The method which usually comes first in the minds of students is to calculate frequency of each alphabet by using nested loops—the outer loops iterates for all the alphabets and the inner loop iterates for all the characters of the given string; a counter is initialized to zero before the start of the inner loop and the counter is incremented inside the loop whenever a character extracted from the string is equal to the concerned alphabet. The Java implementation of the above mentioned logic will be as follows:
class Frequency{ public static void showFrequencyTable(String input){ input=input.toUpperCase(); int len=input.length(); int count; System.out.println("Frequency table for: " + input); for(char ch='A';ch<='Z'; ch++){ count=0; for(int i=0; i<len; i++){ if(ch==input.charAt(i)) count++; } if(count>0){ System.out.println(ch+": "+ count); } } } public static void main(String args[]){ showFrequencyTable("Allahabad"); showFrequencyTable("The quick brown fox jump over the lazy dog."); } }
The condition count>0 at line number 12 is for aesthetic purpose only i.e. we are suppressing lines in which the alphabet count is 0. The output of the above program is as follows:
Frequency table for: ALLAHABAD
A: 4
B: 1
D: 1
H: 1
L: 2
Frequency table for: THE QUICK BROWN FOX JUMP OVER THE LAZY DOG.
A: 1
B: 1
C: 1
D: 1
E: 3
F: 1
G: 1
H: 2
I: 1
J: 1
K: 1
L: 1
M: 1
N: 1
O: 4
P: 1
Q: 1
R: 2
T: 2
U: 2
V: 1
W: 1
X: 1
Y: 1
Z: 1
The output is correct and the above method is usually acceptable at class 9-10 level i.e. ICSE but if the same question is asked in class 11-12 i.e. ISC, one can use an array to improve the performance of the program. The above method using nested loop requires 65 times the number of alphabets in the input string. If the string is of 100 characters the loop will iterate 6500 times which is a huge number.

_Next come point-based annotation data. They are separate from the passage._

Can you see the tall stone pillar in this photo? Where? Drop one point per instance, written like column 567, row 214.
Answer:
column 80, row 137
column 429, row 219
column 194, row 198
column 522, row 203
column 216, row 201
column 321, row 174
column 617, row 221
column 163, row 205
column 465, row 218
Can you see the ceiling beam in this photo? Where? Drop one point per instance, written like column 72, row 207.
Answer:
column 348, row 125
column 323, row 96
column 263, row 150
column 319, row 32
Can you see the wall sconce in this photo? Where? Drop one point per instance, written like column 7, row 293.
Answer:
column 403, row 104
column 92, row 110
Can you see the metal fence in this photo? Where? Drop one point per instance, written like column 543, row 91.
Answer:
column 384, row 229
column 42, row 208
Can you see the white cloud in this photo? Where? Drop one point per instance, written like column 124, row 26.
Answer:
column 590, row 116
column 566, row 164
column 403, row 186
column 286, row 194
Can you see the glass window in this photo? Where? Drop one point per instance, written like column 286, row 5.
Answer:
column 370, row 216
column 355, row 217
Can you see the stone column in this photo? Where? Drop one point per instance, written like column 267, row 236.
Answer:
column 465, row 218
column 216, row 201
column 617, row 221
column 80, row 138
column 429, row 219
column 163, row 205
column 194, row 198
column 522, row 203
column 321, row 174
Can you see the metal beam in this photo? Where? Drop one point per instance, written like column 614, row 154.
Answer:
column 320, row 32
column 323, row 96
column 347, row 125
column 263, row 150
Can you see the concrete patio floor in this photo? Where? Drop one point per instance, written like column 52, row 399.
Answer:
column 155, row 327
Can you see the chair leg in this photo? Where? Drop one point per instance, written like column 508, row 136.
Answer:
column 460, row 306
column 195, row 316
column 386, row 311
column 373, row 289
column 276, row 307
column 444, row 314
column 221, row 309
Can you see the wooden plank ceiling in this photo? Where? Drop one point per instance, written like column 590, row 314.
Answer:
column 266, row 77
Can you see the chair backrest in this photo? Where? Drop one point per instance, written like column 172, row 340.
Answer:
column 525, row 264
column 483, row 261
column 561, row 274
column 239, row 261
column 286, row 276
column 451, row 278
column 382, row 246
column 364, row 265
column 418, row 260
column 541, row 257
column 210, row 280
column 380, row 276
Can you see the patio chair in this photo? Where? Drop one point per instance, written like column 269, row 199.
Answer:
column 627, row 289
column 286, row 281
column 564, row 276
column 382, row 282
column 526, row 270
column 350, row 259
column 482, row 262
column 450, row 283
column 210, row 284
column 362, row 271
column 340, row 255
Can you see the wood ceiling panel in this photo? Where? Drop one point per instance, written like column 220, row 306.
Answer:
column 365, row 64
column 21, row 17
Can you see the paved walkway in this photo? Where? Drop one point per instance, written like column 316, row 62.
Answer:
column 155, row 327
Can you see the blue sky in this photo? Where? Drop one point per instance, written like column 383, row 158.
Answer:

A more efficient method would be to take an array of size 26 for each alphabet of the English language. The idea is to store the frequency of ‘A’ at array index 0, the frequency of ‘B’ at array index 1 and so on. This concept of sacrificing some memory to speed up some operation is known as ‘space-time trade-off’ in computer science. The Java program incorporating this enhancement is as follows:
class Frequency{ public static void showFrequencyTable(String input){ input=input.toUpperCase(); int len=input.length(); int freq[] = new int[26]; char ch; for(int i=0; i<len; i++){ ch=input.charAt(i); if(Character.isLetter(ch)){ freq[ch-'A']++; } } System.out.println("Frequency table for: " + input); for(int i=0; i<freq.length; i++){ if(freq[i]>0){ System.out.println((char)(65+i)+": "+ freq[i]); } } } public static void main(String args[]){ showFrequencyTable("Allahabad"); showFrequencyTable("The quick brown fox jump over the lazy dog."); } }
The above code is first converting the string input to uppercase so that there is no distinction between uppercase and lower character as in the previous program. A loop is taken to all the characters one by one. Each extracted character is tested with isLetter() to ensure that only letter(alphabets) are being counted. The line freq[ch-‘A’]++ deserves some illustration—lets say the string is “Allahabad”. On conversion to uppercase it will be changed to “ALLAHABAD”. The first value of ch would be ‘A’. Now the index of array will be evaluate i.e. ch -‘A’ would be ‘A’ – ‘A’, code for A is 65 and hence ‘A’ – ‘A’ would be 0. This will result in freq[0]++. This way the array element corresponding to letter ‘A’ would be incremented by 1. The reader can confirm by dry run that the same will happen for other letters also. That is in case of ‘L’ the eleventh index of array freq will be incremented and so. In this logic the number of times the loop iterates would be equal to the number of characters in the input string. If the length of the string is 100 loop the main loop will iterate 100 times and the loop used for generating the output will always iterate 26 times. Thus, this method is computationally more efficient compared to the previous method which employed nested loops.
The main function has purposely been kept to minimum and its expected that students will write appropriate input/output statements as per the requirement.